Director: James Mangold

Starring: Hugh Jackman, Patrick Stewart

Release Date: March 3, 2017

MPAA Rating: R

 

It’s finally happened – an original superhero film that isn’t a superhero film; A bold, fearless vision that will be remembered as one of the great comic book movies of all time, yet have its own place in anomaly. Logan is that movie, the final chapter in the story of former X-Men mutants Wolverine and Charles Xavier, epitomizing the whole superhero genre itself.

The year is 2029, and the vast majority of the mutant population has been wiped out. We find both Logan and Charles Xavier aged and void of their past. Logan has become a limo driver, trying to make as much money as he can to care for the ill Xavier.

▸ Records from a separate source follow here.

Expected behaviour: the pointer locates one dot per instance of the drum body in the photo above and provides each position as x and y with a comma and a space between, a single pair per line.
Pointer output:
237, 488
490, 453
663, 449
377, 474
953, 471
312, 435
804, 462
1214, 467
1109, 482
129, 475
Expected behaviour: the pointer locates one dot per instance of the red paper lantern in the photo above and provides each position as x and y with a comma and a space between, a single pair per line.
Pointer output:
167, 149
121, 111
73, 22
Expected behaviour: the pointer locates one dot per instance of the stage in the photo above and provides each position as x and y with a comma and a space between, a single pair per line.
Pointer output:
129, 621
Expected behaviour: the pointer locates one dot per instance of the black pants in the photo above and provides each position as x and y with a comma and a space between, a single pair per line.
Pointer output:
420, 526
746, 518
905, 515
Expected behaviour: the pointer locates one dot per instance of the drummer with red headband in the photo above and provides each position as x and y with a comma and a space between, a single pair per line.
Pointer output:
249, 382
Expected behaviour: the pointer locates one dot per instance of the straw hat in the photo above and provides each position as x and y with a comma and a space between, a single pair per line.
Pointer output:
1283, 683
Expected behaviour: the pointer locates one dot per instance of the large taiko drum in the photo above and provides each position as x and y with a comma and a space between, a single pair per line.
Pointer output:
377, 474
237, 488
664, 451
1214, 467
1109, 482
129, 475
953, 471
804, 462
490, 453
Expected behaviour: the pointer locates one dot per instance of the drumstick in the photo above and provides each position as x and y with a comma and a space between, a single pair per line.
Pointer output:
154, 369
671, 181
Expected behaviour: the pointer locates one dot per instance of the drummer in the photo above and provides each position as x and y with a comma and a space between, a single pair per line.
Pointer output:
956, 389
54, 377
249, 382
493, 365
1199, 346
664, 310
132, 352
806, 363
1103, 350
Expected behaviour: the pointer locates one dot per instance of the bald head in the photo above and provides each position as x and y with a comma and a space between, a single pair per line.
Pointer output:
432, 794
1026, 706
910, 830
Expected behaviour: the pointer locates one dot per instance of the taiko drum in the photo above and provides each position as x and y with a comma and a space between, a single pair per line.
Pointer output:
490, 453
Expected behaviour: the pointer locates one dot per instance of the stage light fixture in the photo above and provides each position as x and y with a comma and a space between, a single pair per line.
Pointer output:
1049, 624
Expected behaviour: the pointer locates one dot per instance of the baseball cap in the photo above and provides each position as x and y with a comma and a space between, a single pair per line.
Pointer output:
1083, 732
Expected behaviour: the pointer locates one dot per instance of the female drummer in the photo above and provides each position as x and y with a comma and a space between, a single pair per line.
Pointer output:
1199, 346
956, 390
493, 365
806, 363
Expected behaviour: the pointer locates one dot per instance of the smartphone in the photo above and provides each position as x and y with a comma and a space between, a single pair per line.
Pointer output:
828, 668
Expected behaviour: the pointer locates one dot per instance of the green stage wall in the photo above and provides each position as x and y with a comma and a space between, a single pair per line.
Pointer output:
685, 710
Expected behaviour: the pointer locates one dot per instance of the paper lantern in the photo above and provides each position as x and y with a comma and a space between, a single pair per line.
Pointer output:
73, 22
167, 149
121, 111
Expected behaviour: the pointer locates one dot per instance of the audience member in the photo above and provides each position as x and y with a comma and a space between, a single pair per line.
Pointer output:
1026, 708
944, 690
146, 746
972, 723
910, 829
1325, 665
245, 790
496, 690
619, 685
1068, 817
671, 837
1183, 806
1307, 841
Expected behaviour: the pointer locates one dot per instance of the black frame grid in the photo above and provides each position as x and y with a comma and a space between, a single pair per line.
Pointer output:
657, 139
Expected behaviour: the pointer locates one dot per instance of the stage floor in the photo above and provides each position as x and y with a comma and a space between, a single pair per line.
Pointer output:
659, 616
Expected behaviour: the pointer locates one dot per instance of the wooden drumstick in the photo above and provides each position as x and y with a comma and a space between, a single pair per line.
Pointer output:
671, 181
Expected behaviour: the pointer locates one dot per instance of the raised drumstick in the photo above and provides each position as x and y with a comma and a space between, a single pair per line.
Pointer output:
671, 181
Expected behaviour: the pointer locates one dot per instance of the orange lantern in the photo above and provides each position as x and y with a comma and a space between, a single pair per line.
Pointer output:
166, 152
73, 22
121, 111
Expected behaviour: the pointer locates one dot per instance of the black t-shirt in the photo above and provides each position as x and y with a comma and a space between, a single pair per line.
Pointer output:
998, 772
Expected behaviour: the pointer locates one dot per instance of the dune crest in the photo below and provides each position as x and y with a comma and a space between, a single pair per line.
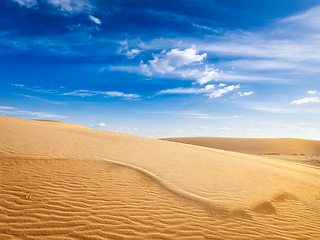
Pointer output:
63, 182
223, 179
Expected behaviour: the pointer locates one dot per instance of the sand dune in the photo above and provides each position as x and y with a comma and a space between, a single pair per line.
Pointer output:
281, 146
64, 182
290, 149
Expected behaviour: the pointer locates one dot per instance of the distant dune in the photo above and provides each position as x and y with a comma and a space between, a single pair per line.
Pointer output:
64, 182
264, 146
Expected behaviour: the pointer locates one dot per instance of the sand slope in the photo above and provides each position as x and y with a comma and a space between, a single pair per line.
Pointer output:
64, 182
282, 146
290, 149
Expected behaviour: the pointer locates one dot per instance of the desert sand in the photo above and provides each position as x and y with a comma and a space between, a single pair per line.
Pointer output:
296, 150
64, 181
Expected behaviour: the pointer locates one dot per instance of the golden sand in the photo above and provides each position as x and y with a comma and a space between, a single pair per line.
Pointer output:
66, 182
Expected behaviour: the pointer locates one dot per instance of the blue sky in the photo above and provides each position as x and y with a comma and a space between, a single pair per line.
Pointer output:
232, 68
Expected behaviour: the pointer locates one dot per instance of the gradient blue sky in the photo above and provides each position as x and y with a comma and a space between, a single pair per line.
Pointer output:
230, 68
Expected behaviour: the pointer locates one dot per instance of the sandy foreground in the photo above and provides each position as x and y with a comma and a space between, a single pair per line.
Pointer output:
64, 181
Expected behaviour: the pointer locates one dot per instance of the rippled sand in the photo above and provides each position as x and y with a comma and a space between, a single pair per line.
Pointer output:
65, 182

When the two come across a young mutant named Laura, who is being hunted down by an evil organization called Transigen, they learn more about themselves, each other, and life than ever before.

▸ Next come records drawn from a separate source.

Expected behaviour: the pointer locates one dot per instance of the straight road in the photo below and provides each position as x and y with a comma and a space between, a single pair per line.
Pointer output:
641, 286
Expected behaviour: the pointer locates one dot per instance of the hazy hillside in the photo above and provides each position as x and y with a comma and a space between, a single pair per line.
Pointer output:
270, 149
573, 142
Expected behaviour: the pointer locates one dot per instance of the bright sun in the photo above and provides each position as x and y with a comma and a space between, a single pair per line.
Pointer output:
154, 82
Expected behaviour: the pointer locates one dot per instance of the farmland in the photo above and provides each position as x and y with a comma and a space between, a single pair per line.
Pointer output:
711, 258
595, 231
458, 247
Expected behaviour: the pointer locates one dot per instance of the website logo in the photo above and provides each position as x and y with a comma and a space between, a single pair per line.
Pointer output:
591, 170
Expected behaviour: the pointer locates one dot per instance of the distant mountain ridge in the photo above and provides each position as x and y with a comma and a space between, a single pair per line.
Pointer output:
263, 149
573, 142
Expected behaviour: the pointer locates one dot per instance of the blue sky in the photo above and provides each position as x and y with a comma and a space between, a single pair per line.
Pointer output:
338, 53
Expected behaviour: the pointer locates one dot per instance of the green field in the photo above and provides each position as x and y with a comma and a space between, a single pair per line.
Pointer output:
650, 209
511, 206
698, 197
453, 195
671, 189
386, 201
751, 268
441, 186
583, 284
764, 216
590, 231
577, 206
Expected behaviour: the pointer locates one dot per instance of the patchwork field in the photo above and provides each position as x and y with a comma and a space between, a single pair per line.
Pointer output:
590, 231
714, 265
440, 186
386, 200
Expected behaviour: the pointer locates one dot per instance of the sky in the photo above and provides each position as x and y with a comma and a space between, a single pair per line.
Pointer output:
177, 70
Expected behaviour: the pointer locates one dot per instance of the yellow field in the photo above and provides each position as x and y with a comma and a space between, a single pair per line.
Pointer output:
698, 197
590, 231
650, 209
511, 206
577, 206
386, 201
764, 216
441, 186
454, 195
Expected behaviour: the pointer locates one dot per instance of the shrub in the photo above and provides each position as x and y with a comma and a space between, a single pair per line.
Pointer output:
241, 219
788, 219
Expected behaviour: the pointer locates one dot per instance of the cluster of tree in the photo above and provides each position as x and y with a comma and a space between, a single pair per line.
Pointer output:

Set against the barren and barbarous backdrop of the American Southwest, the film is truly a rousing action-Western, with non-stop fun and grit. The grisly action is indulgently exciting, yet the pathos in between is what takes the story to another level.  

Hugh Jackman and Patrick Stewart, both saying goodbye to their X-Men roles after seventeen years, couldn’t take their final bows in a better way. Both are truly fantastic, able to evoke incredible performances of sentiment unlike any comic book film ever. 11-year old Dafne Keene is additionally quite impressive in her subtle yet fierce performance as Laura, bringing a hidden depth to her character that becomes a Hallmark of the movie.

James Mangold’s story and screenplay is finer than just maybe any superhero film ever. The way he delicately captures mature themes while also balancing out the weight of the X-Men universe is outstanding. Throughout the story, Mangold is able to bring out that the true conflict lies within Logan, trying to be at peace with himself. He’s been alive for two centuries, and he is quite incapable of feeling love.  

These fervent themes are found in Logan’s intimate moments, in lines such as when Xavier says, “Logan, you still have time.” or “This is what life looks like: people love each other. You should take a moment.”

This strength and potency never stops building, even into the final brilliant moments of the film, leaving quite an impression when the credits roll.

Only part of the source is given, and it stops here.